Saturday, March 19, 2016

By Daniel Mann

What does “character” mean to us today? What personal traits and goals do we value? For the late psychologist Abraham Maslow, it was a matter of self-actualization – “fulfilling themselves and doing the best that they are capable of doing.”

Another website listed 13 personal goals worth pursuing:

  1. Becoming the person you aspire to be.
  2. Fixing your priorities
  3. Specifying your values.
  4. Determining your lifestyle.
  5. Defining your ethics.
  6. Improving your knowledge, potential and awareness.
  7. Enhancing the quality of your life by being more spiritual and healthy.
  8. Developing strengths, learning techniques or methods to achieve wisdom.
  9. Fulfilling aspirations.
  10. Building human capital.
  11. Defining and executing personal development plans.
  12. Developing spirituality.
  13. Improving health.

Both sources have a lot in common – self-fulfillment. However, different eras esteemed different goals and traits. Historian Daniel Walker Howe highlights the differences:

  • In the development of Western political thought, the control of passion by reason has been an issue of critical importance. Stephen Holmes’s Passions and Constraint shows how the creation of free political institutions required that people control such strong passions as tribal hatred or the resentment of social slights by the exercise of sober rationality… “The principal aim of [early] liberals who wrote favorably of self-interest was to bridle destructive and self- destructive passions, to reduce the social prestige of mindless male violence, to induce people, so far as possible, to act rationally, instead of hot-bloodedly.” (Making the American Self)

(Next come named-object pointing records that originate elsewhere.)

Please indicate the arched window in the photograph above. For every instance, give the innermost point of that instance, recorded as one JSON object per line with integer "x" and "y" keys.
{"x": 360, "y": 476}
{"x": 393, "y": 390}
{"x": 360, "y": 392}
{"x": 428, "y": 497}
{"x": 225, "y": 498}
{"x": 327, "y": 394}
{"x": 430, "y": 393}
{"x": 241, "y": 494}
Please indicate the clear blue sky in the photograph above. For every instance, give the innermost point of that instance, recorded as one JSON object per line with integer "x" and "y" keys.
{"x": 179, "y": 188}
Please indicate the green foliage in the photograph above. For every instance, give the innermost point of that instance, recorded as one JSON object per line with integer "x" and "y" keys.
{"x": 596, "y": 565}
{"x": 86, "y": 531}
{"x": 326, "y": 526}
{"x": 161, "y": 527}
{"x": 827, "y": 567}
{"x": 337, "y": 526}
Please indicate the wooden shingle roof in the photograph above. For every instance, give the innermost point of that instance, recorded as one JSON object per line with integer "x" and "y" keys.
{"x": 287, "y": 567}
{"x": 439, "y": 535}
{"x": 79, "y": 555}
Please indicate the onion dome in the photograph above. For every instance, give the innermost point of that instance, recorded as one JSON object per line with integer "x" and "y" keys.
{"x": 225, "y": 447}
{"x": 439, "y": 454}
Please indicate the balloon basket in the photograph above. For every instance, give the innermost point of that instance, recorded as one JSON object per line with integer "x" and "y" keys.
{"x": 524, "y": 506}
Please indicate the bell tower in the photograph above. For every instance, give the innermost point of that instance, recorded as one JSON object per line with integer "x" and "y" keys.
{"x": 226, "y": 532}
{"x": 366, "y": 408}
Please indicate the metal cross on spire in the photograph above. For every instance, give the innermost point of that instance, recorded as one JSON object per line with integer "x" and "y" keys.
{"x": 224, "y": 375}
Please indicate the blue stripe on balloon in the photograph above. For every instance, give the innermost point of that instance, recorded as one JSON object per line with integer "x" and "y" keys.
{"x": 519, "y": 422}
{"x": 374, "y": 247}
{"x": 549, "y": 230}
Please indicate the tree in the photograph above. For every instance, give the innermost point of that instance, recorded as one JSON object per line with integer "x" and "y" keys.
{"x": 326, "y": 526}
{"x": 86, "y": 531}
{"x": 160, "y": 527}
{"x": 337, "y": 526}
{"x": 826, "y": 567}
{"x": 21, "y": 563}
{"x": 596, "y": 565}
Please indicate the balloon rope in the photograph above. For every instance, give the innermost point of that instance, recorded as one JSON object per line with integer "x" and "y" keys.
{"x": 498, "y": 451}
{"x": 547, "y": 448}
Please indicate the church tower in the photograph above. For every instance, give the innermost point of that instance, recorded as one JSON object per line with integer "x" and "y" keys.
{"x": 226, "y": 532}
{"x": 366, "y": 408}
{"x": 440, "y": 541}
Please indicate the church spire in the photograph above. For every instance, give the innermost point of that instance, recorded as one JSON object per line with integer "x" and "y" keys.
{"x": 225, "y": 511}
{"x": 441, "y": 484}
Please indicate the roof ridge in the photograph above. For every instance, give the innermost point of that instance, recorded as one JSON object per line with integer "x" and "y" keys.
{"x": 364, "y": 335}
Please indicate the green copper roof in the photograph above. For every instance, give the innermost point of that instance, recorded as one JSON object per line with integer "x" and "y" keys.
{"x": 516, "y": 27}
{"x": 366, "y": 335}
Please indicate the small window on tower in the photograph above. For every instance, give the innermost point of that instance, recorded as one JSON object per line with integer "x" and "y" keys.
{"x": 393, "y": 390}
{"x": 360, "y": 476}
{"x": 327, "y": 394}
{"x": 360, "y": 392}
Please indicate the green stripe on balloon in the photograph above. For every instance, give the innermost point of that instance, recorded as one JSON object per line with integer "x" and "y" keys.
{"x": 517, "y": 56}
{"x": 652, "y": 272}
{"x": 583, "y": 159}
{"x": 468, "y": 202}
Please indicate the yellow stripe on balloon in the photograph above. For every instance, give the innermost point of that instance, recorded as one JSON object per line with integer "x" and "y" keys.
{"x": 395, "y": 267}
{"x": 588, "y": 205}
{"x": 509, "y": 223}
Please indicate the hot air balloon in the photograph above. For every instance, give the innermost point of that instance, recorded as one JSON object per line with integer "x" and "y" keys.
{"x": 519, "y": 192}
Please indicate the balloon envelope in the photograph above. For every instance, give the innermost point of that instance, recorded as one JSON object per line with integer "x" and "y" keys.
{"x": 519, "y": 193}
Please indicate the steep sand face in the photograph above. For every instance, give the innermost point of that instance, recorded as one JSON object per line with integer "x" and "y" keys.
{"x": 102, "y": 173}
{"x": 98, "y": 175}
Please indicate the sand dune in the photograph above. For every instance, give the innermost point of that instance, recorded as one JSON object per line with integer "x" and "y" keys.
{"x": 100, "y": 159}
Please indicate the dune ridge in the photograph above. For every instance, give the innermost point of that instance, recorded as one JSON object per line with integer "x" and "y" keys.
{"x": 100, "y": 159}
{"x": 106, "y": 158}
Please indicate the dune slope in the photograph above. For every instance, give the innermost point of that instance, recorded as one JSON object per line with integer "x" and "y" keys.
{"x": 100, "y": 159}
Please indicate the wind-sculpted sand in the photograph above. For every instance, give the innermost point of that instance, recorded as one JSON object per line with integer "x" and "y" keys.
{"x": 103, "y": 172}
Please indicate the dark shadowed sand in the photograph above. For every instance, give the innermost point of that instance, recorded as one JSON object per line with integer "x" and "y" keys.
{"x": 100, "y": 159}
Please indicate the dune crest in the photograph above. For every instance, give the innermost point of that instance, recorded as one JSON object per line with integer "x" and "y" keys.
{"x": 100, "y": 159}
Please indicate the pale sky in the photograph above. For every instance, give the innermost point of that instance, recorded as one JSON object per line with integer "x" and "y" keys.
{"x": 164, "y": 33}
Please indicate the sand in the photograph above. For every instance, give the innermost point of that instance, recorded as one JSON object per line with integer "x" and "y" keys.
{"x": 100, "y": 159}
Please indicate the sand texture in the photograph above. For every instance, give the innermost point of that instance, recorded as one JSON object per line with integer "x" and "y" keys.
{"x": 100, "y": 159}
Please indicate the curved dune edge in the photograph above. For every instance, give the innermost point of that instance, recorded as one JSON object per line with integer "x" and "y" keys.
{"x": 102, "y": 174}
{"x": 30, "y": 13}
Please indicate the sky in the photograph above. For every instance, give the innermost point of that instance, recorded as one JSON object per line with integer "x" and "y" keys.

While today, we esteem self-fulfillment, yesterday, self-control, a virtuous character, and rationality were praised. Jacksonian historian and famed “Father of American History,” George Bancroft’s laudatory description of George Washington reveals what our first president esteemed:

  • His faculties were so well balanced and combined, that his constitution, free from excess, was tempered… [with] the power of self- control, and enabled him to excel in patience, even when he had most cause for disgust.

Why the sharp difference and what does it mean? Why has self-fulfillment replaced self-control along with the other Christian virtues? With the onslaught of secularism and its denial of an afterlife, there is nothing to live for but the “now.” Therefore, “character” – honesty, integrity, courage, and other-centered-ness – has become only a means to an end, a payoff in the now. Virtue has become a commodity to barter as the changing situation requires.

However, our Founding Fathers, even the least religious among them, could not conceive of this American experiment working without the Christian faith and its virtues as its foundation.

The Unitarian and our second President, John Adams, wrote:

  • “The general principles upon which the Fathers achieved independence were the general principals of Christianity… I will avow that I believed and now believe that those general principles of Christianity are as eternal and immutable as the existence and attributes of God.”
  • “We have no government armed with power capable of contending with human passions unbridled by morality and religion. Avarice, ambition, revenge, or gallantry, would break the strongest cords of our Constitution as a whale goes through a net. Our Constitution was made only for a moral and religious people. It is wholly inadequate to the government of any other.” (October 11, 1798)
  • “I have examined all religions, as well as my narrow sphere, my straightened means, and my busy life, would allow; and the result is that the Bible is the best Book in the world. It contains more philosophy than all the libraries I have seen.” (December 25, 1813 letter to Thomas Jefferson)
  • “Without Religion this World would be Something not fit to be mentioned in polite Company, I mean Hell.” (John Adams to Thomas Jefferson, April 19, 1817)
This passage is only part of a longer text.